Да и в пору моего детства, в семидесятые годы, никто из нас не проводил столько времени в очередях, сколько она. Она пекла замечательные блины и пироги — каждый раз "в последний раз". Запасала яйца задолго до Пасхи, просвечивая их лампочкой (до сих пор не знаю зачем), а потом красила луковой шелухой и выкладывала в пророщенный овес. Мяса она не ела вообще, а в пост питалась только жидким супчиком с одной картошкой. Готовя скоромное для нас, она никогда не пробовала, что готовит, и однажды приготовила целый обед с содой вместо соли.

Всю жизнь она ходила в тот храм, в какой сподручней. Пока семья жила на Балчуге, ходила в Скорбященский храм на Большой Ордынке. Когда переехали на Ломоносовский проспект — ездила в Николо-Кузнецкий, потому что это было удобно — на трамвае прямо от дома до порога храма. Никаких обсуждений предпочтения одного храма перед другим или одного батюшки перед другим я никогда от нее не слышал. Раз в год или чуть реже она ездила "к Сергию" в Загорск, и каждый раз это было большое событие.

Молилась она каждый день — и на коленях, и стоя, и сидя, и лежа. "Я пойду читать", — говорила она. У нее была большая ветхая Псалтирь на церковно-славянском, маленький дореволюционного издания Молитвослов, такое же Евангелие, акафист преподобному Серафиму и какие-то рукописные, в школьных тетрадочках, службы. В руках у нее всегда, если она не работала, были шерстяные четки. В углу над кроватью висела икона Благовещения, а в шкафчике одна полка была отведена святыням. Там, среди бумажных иконок, в баночке со святой водой лежал кусочек гранита — осколок камня, на котором молился преп. Серафим. Рядом в картонной коробочке — зашитая в марлю трава с Канавки Божией Матери. Мы всегда знали, что их надо будет положить ей в гроб.

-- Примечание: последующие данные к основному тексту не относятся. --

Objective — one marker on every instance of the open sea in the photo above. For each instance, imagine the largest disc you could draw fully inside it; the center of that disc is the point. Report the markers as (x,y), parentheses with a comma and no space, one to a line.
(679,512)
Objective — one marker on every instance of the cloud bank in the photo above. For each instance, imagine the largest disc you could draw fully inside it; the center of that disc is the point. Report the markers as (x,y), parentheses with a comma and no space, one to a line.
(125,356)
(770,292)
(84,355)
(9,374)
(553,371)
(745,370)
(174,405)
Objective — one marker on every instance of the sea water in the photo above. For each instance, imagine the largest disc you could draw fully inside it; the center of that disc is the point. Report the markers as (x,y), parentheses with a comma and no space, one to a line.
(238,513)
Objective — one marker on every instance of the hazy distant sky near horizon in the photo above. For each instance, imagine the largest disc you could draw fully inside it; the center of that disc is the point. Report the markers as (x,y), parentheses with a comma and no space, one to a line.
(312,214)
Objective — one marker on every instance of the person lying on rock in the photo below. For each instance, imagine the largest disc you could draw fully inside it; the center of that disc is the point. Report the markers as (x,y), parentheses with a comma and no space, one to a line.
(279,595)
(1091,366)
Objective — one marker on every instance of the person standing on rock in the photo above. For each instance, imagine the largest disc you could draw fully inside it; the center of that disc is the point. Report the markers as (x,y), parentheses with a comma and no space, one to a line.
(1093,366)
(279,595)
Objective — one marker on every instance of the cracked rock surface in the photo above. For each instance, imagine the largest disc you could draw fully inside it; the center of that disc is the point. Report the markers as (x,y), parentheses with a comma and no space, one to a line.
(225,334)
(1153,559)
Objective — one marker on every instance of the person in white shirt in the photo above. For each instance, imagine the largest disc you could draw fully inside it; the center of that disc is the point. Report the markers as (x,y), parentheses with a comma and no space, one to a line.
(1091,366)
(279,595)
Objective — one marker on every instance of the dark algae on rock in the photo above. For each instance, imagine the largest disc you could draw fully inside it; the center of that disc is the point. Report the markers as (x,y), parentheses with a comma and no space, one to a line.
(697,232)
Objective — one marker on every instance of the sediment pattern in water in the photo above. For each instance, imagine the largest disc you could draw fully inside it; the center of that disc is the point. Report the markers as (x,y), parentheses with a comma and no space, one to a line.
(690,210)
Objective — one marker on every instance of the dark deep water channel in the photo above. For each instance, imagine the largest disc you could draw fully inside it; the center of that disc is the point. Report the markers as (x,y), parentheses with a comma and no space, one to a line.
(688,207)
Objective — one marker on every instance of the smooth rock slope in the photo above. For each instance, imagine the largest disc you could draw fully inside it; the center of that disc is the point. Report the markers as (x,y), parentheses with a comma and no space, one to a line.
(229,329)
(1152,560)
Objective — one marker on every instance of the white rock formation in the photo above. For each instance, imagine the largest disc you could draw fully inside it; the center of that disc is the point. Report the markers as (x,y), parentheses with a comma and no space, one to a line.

Говела Татенька и причащалась несколько раз в году. Однажды рассказывала о своем потрясении, когда почувствовала причастие физически как Плоть Христову: “Прямо Тело!” — восклицала она.
Она редко говорила о Боге. По словам моей мамы, лишь когда кто-то из нас утверждал, что Бога нет, Татенька отвечала: "Ты еще вспомнишь меня!" А когда я пересказывал ей содержание книжки Куна “Легенды и мифы Древней Греции” и говорил о греческих богах, о которых знал куда больше, чем о Христе, Татенька недоуменно произносила: "Да-да, и наша вера из Греции пришла".

Она избегала разного рода регистраций и прочих соприкосновений с властями, когда этого можно было избежать, и с благоговением говорила: "Вот в раньшное время..." Но при этом была абсолютно лояльным, чуждым всякой оппозиционности человеком — имела паспорт, получала 45-рублевую пенсию, исправно ходила голосовать в шесть утра перед ранней литургией и, можно сказать, с уважением относилась к различным организациям, в том числе к комсомолу и коммунистической партии.

Мой дядя, Андрей Дмитриевич Мартыновский, вспоминает, как в 60-е годы, будучи секретарем комсомольской организации на заводе, был премирован поездкой в Киев и привез оттуда Татеньке в подарок бумажную иконку Божией Матери. Купив ее во Владимирском соборе, он специально отправился во Фроловский монастырь — один из немногих действовавших тогда в СССР женских монастырей, — чтобы получить "автограф" у настоятельницы. И получил. Когда по возвращении он преподнес Татеньке этот подарок, она была поражена, поцеловала иконочку и тут же оделась и убежала. Через некоторое время она вернулась с большим тортом и вручила ему со словами: "Это тебе, настоящему комсомольцу!"

Единственное, в чем ее учение расходилось с официальной доктриной, это отношение к бедным. "Надо бедным помогать!" — говорила она. Когда моя мама возражала ей, говоря, как положено, что бедных у нас нет, Татенька отвечала: "Ну как же, Котя, очень много бедных!"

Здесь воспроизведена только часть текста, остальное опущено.